Similarly, in the instant case, the contract called for Sun to pay Bulk $3,892,807.52 by June 4, 1981. On that date, Bulk owed Chase $3,860,000.00 on the loan. Because Sun did not pay when it should have under the contract, Bulk was forced to make monthly interest payments to Chase. Now that Sun has paid Bulk the contract price and we have ruled that Sun must reimburse Bulk for Bulk's monthly payments (and also pay Bulk statutory interest on the monthly payments), Bulk is in the position it would have been in had Sun paid Bulk in performance of the contract.*fn11 An award of statutory interest to Bulk on the part ($3,860,000.00) of the contract price which Bulk would have used to pay off the loan would be a windfall.*fn12
This analysis, however, does not apply to the excess of the contract price over the amount of the loan, $32,807.52. Had Sun performed the contract by paying Bulk the $32,807.52 due June 4, 1981, Bulk would have paid off the loan and had $32,807.52 left over.
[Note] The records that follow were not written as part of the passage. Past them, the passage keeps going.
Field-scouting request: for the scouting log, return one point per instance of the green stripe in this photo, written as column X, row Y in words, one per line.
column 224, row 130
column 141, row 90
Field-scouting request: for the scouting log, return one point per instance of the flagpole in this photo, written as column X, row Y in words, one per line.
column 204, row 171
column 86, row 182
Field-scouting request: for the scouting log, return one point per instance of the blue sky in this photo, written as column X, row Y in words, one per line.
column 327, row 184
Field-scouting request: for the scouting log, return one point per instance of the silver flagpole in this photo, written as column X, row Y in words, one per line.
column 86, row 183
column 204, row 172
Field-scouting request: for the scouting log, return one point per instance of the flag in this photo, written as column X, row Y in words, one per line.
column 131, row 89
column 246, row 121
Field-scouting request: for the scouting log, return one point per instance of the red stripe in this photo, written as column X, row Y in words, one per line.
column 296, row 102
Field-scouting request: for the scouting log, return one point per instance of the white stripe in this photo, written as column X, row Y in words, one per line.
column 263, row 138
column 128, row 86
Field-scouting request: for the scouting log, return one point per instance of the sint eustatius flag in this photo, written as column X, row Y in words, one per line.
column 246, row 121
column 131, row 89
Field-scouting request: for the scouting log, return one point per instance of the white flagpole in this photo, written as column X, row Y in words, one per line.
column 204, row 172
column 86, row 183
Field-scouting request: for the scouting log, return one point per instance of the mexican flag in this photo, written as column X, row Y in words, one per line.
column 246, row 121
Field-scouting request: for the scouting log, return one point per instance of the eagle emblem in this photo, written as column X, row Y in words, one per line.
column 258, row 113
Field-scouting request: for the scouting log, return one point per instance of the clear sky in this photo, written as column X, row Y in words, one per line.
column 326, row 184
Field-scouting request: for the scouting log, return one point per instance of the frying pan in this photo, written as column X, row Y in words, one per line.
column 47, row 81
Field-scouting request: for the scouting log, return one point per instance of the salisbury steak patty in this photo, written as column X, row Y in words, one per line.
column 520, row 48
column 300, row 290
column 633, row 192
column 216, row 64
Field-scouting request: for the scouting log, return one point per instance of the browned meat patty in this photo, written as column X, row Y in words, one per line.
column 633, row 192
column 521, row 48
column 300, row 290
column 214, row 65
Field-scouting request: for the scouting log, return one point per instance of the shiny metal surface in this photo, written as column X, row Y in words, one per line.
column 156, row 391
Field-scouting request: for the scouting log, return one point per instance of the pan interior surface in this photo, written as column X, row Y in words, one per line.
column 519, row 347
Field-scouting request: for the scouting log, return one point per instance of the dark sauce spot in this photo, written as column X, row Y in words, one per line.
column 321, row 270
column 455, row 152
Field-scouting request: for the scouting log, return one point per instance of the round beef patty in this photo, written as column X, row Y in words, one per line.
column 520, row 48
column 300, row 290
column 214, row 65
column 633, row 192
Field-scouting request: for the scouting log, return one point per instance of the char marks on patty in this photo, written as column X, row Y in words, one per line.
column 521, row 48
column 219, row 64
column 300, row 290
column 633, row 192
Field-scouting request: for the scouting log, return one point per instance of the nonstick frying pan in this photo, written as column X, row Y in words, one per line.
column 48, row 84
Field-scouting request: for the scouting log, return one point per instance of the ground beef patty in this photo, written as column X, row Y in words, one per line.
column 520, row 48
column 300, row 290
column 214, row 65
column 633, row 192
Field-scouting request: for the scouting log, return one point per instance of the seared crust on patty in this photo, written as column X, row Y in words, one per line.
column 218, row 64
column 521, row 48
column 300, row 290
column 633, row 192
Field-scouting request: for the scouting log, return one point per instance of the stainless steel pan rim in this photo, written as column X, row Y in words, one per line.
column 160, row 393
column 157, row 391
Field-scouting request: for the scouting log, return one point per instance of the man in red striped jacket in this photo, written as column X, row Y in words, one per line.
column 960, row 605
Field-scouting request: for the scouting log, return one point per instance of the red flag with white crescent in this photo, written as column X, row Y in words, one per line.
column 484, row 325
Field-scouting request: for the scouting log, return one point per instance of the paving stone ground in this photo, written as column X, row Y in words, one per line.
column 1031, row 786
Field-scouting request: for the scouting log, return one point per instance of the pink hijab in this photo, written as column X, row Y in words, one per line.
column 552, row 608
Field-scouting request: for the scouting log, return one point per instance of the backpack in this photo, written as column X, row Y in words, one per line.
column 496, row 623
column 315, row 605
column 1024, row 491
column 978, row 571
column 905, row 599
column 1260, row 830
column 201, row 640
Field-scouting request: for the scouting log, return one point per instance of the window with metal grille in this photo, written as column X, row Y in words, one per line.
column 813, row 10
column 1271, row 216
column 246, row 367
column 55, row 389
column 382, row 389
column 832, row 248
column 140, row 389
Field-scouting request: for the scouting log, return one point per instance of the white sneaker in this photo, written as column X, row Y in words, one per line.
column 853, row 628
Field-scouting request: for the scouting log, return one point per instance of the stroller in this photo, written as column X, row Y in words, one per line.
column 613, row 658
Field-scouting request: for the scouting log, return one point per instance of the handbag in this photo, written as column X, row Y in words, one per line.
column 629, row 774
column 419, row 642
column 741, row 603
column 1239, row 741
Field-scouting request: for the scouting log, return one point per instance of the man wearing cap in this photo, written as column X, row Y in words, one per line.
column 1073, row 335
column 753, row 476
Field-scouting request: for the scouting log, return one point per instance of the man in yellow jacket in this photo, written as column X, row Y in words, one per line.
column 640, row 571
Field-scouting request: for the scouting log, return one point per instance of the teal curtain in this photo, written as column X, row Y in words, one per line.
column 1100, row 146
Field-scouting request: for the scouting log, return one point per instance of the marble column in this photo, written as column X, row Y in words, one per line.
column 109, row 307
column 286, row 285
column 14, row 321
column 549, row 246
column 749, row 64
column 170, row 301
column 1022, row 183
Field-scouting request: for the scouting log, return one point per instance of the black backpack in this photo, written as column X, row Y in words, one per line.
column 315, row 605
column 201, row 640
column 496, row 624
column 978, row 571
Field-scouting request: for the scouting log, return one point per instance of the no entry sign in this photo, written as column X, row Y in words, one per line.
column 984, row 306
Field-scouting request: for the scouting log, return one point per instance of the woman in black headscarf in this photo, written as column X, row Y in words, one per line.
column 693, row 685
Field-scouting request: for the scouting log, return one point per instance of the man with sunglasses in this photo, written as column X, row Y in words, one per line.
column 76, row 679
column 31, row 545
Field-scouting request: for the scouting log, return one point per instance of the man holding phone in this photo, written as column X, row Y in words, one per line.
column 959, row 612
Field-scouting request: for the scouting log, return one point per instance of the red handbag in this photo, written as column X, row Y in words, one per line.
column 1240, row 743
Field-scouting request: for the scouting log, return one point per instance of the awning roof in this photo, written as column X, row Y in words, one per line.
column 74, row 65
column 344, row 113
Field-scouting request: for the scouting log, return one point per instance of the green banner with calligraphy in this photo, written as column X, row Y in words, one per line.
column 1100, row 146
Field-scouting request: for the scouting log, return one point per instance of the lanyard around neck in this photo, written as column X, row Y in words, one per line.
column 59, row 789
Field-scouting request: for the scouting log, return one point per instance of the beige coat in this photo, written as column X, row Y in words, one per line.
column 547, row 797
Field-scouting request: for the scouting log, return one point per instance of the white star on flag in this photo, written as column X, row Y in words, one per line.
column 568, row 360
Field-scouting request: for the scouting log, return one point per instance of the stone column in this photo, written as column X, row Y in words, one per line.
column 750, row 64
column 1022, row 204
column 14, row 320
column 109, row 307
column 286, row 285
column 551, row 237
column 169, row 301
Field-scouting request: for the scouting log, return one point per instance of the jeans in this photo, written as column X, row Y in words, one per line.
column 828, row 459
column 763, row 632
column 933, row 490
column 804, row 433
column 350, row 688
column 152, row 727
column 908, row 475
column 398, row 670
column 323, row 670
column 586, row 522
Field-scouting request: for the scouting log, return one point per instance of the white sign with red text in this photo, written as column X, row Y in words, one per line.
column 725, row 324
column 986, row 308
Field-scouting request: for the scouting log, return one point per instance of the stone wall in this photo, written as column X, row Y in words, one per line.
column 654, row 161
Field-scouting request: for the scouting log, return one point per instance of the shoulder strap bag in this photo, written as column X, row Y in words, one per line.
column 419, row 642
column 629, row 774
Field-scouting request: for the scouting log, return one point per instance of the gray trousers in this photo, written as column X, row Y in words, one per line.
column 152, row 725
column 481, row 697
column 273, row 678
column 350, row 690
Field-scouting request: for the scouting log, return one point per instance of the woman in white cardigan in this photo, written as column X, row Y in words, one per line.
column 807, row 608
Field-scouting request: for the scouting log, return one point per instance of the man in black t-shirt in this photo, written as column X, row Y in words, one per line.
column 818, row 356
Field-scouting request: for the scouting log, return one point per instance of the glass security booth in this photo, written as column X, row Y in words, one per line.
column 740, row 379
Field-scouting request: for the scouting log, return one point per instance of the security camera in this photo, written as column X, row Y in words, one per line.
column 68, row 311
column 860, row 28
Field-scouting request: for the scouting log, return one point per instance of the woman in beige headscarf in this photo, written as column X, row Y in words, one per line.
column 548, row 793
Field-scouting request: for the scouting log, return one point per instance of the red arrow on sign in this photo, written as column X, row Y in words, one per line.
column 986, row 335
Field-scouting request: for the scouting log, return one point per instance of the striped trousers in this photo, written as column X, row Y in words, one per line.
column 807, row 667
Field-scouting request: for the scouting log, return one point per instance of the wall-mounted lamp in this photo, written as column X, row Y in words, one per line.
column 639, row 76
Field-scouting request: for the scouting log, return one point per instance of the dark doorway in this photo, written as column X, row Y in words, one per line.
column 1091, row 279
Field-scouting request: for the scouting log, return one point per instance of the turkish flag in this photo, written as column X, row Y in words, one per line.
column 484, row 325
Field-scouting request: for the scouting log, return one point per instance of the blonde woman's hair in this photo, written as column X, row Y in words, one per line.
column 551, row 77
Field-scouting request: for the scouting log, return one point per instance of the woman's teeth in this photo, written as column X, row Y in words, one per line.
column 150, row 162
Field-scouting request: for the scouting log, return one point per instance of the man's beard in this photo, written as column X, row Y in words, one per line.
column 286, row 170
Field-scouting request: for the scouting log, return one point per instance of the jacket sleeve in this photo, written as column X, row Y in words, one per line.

Bulk has lost the use of that sum since June 4, 1981 and to be made whole is entitled to be compensated by an award of statutory interest on this amount from June 4, 1981 to the date Sun paid Bulk the full contract price.
Accordingly, we reverse so much of the judgment as awards statutory interest on all of the contract price and direct the district court to amend the judgment by withdrawing all of such award except for such interest upon the sum of $32,807.52. The judgment is affirmed in all other respects.